Actuellement, de l’avis de la FMSAR, les victimes d’incapacités partielles permanentes (IPP) se voient verser le plus souvent un capital de complaisance «fixé avec la complicité de médecins, alors que la victime n’a gardé aucun handicap l’empêchant de travailler». Selon la fédération, les dossiers portant sur des IPP inférieures ou égales à  10% constituent 80% des dossiers d’AT traités par les compagnies. Pour y remédier, les assureurs suggèrent une forfaitisation de l’indemnisation en capital. Ainsi, il est proposé d’instaurer une franchise pour les IPP inférieures ou égales à  5%. Pour les victimes dont le taux d’IPP se situe entre 5% et 15%, il est prévu un forfait équivalant à  trois fois la rente annuelle.

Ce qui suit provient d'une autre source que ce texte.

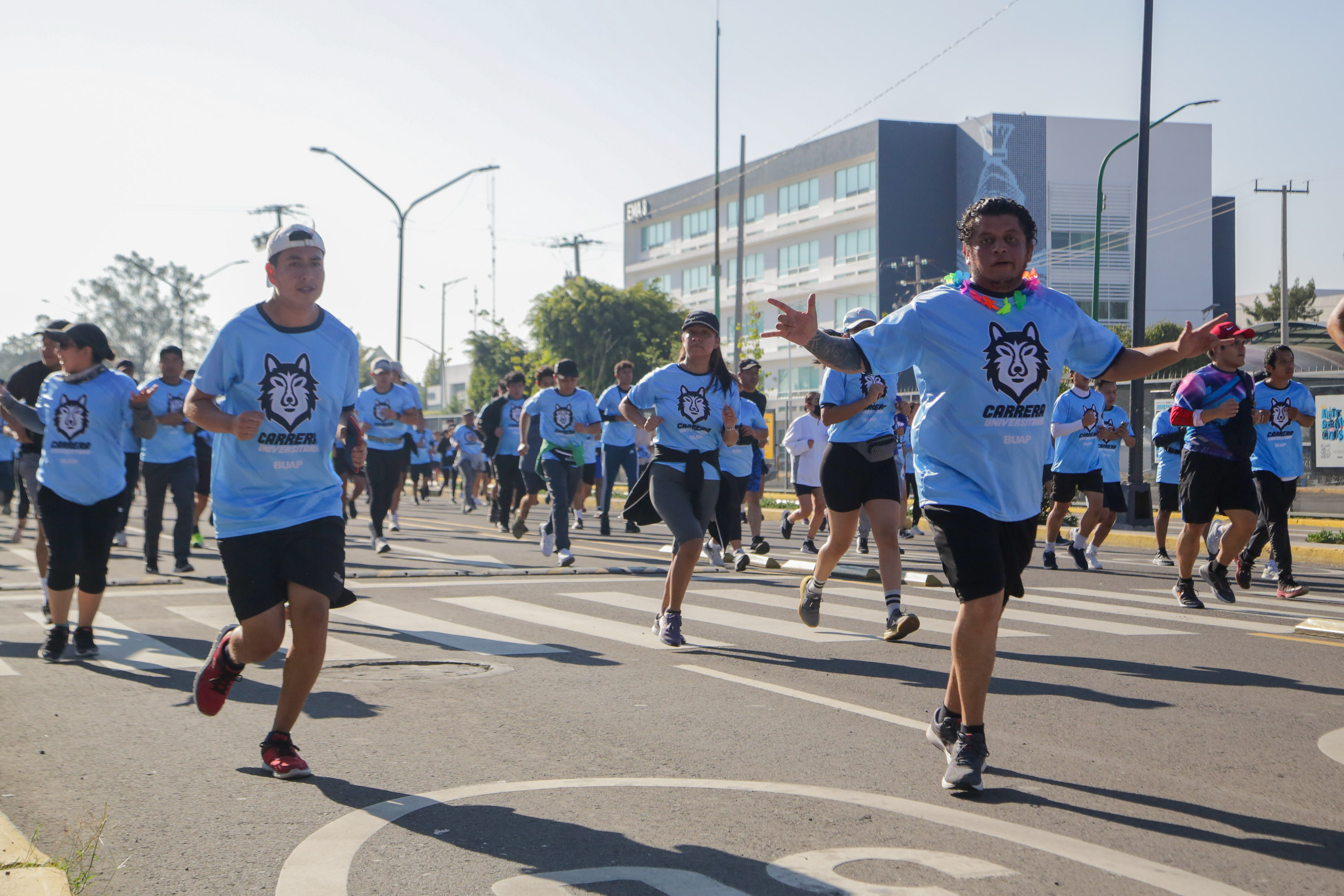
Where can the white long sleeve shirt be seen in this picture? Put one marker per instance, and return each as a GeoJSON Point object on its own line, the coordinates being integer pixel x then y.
{"type": "Point", "coordinates": [810, 458]}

Pour les IPP supérieures à  15%, la détermination se fera sur la base d’expertises médicales établies par un collège de médecins.
primes de l’at
Un dossier qui suscite toujours la polémique

Le dahir de 1963 réglementant l’accident du travail avait fait l’objet d’une révision en 2003. Cette réforme était intervenue suite à  la décision unilatérale prise par les assureurs, en novembre 2002, de majorer la prime de l’AT de 132 %. Une décision qui avait suscité la colère des entreprises et nécessité l’arbitrage du Premier ministre.
Pour débloquer la situation de crise, Driss Jettou avait coupé la poire en deux puisque la majoration de 132 % a été appliquée pour la période allant de novembre 2002 à  juin 2003. Et à  partir de juin 2003, la prime de l’AT a subi une majoration de 12 %. Ce qui a donné lieu à  la promulgation de la loi 18-01.

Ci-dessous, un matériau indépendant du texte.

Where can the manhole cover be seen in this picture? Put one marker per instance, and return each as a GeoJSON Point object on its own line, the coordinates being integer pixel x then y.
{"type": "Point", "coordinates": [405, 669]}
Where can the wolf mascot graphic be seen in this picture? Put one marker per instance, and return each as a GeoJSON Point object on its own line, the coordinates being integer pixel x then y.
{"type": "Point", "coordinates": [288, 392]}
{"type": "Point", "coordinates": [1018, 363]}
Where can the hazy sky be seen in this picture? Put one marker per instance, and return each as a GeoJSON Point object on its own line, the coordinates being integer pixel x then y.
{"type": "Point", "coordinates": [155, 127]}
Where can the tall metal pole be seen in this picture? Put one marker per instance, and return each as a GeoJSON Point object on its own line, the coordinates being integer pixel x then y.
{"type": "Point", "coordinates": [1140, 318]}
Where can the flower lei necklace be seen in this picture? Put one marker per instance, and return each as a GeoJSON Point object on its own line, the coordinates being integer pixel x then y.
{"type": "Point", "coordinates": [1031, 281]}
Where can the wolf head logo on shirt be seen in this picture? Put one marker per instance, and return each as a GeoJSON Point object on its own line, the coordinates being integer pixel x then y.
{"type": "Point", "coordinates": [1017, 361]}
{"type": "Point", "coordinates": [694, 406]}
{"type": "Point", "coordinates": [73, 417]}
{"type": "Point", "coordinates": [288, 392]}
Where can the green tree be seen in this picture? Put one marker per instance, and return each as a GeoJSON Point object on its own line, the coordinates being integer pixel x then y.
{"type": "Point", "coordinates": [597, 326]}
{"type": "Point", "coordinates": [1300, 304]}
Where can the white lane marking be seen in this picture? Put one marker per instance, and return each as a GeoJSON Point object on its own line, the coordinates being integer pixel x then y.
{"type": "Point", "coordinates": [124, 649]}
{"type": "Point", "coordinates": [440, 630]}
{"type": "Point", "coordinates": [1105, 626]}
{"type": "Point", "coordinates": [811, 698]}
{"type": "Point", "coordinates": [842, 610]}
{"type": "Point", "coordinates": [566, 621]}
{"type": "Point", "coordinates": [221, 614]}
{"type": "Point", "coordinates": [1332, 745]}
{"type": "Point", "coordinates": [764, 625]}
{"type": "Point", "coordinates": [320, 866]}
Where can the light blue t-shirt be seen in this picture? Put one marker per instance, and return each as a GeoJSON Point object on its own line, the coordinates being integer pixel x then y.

Outre l’aspect tarifaire, la nouvelle loi a également introduit l’obligation de la souscription d’une assurance accident du travail. Les entreprises disposent, en vertu du nouveau texte, d’un délai de transition de trois ans pour se conformer à  la loi. En cas de non respect de l’obligation, le texte prévoit des amendes et des poursuites pénales à  l’égard des contrevenants.
Depuis la hausse de 2003, les tarifs, libéralisés depuis juillet 2006, n’ont subi aucune révision. Aujourd’hui, la prime de l’AT n’est pas identique pour toutes les entreprises. Elle varie en fonction du secteur d’activité, de la taille de l’entreprise et de son niveau de sinistralité.

procédure
Comment se fait l’indemnisation

En cas d’accident du travail, l’employeur procède, dans un délai de 48 heures, à  une déclaration auprès des autorités locale, municipale ou, à  défaut, auprès de la gendarmerie ou du chef du poste de police dont relève le lieu de l’accident.
La victime de l’AT est tenue d’informer son employeur dans un délai de 24 heures sauf cas de force majeure.
L’employeur fournit alors les certificats (de constatation, de prolongation et de guérison) aux autorités locales qui sont tenues, en vertu des dispositions du dahir de 1963, de transmettre la déclaration de l’AT ainsi que les certificats au tribunal compétent. Et ceci dans un délai de 15 jours. L’autorité locale est aussi tenue d’informer l’inspecteur du travail.

Après réception du dossier, le tribunal entame, dans un premier temps, une enquête sur les conditions de survenance de l’AT, ainsi que le contrôle de certaines données, notamment le salaire de la victime et la situation de l’entreprise. Dans une seconde phase, le tribunal engage une procédure de conciliation judiciaire
au cours de laquelle l’entreprise ou son assureur propose une offre d’indemnisation à  la victime. S’il y a accord, le traitement et la liquidation de l’indemnisation est enclenchée. A défaut, une procédure judiciaire est engagée auprès du tribunal de première instance.